Cross-region Replication Model
Background
Most cloud solutions and Identity Providers require you to define the region where your data should be stored. This generates extra tension when building applications with users from different regions:
- Compliance: you need to ensure that PII data is encrypted and stored within the user's region.
- Performance: if a user is accessing your application from a location physically distant from where the data is stored, each request will be slower.
- Availability: if you are using a single region, you have a single point of failure - if the region is down, your application is down.
At SlashID, we solve these problems transparently for you. All user data is by default stored in the region geographically closest to the user. Additionally, we globally replicate some user data in hashed form to ensure fast reads, while remaining compliant and secure.

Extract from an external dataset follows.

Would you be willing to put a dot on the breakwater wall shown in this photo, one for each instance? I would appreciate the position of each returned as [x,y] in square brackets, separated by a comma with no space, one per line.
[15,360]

All organization data is replicated to all regions, so your application will remain available even if one of the regions is down. This makes all organization-related requests faster, as no cross-region round trips are required.
Organization Data - Global Replication in Depth
If endpoints accept SlashID-Required-Consistency
and SlashID-Required-Consistency-Timeout
headers,
it means that under the hood they store data received in the request globally.
With the SlashID-Required-Consistency-Timeout
header, you can define how long you are willing to wait for the data to be replicated.
The timeout of an HTTP request will not cancel the replication - if the HTTP request times out, the replication will be processed asynchronously.
The SlashID-Required-Consistency
header lets you specify if you want to wait for all regions to be consistent before the request returns.
By default, the endpoint waits only for the local region to store the data.
Local region consistency required
Unless you have a particular reason to wait for all regions, we recommend using the default option.
Please bear in mind that waiting for all regions might be slower and could potentially fail if one region is unavailable.
All regions consistency required
Replication Timeout
If a request is valid, but one of the regions is unavailable, the request will be retried, and all regions will eventually be consistent.
Persons - Global Cache in depth
For compliance with data localization laws, a person's PII (personal identifiable information) cannot be globally replicated. As a result, unlike organization data, a person is assigned to a specific region. This makes the replication model for persons a bit different from organization replication. By default, a person is created in the region that is geographically closest to them. You can explicitly provide a region for the person being created.
However, for performance and availability reasons, we cannot solely rely on data stored in the person's region. For such operations, we asynchronously build a hashed cache of part of the data required by other regions.
Creating a person is a critical process, and it cannot afford to be slow or fragile due to network issues. In our implementation, we favored availability and partition tolerance over immediate consistency (see CAP theorem). Synchronous replication would also be vulnerable to network issues - if we were unable to connect to one region, person creation would fail. For this reason, we create a person in the local region and then asynchronously replicate the data to other regions.
The tradeoff of this approach is that there is a brief period when you can create a person with the same handle in two different regions.
The end-user will likely only notice this if they travel to another region. After physically moving to another region and re-logging in, the person will log into a copy of their account in another region. This copy won't have the same attributes and person ID.
If the end-user stays within a certain region, only the account closest to them will be used, and the problem won't be visible.
This scenario can only occur if you explicitly specify a region for the person being created and the person creation endpoint is invoked twice. All those conditions must happen within a short time span (upper-bound ~400ms) when the data is not yet replicated to other regions yet.
When a region is not explicitly provided, the person is created in the region that is geographically closest to them, and this situation cannot occur.
Suppose the endpoint is called twice within the same region. In that case, the PUT /persons
operation will return a 200 HTTP status code, indicating a successful operation.
On the other hand, the POST /persons
operation will return a 409 HTTP status code, indicating a conflict due to the already existing person.
In the very rare case where this situation arises, we recommend removing one of the persons to avoid the confusion of having two accounts with the same handle in two regions.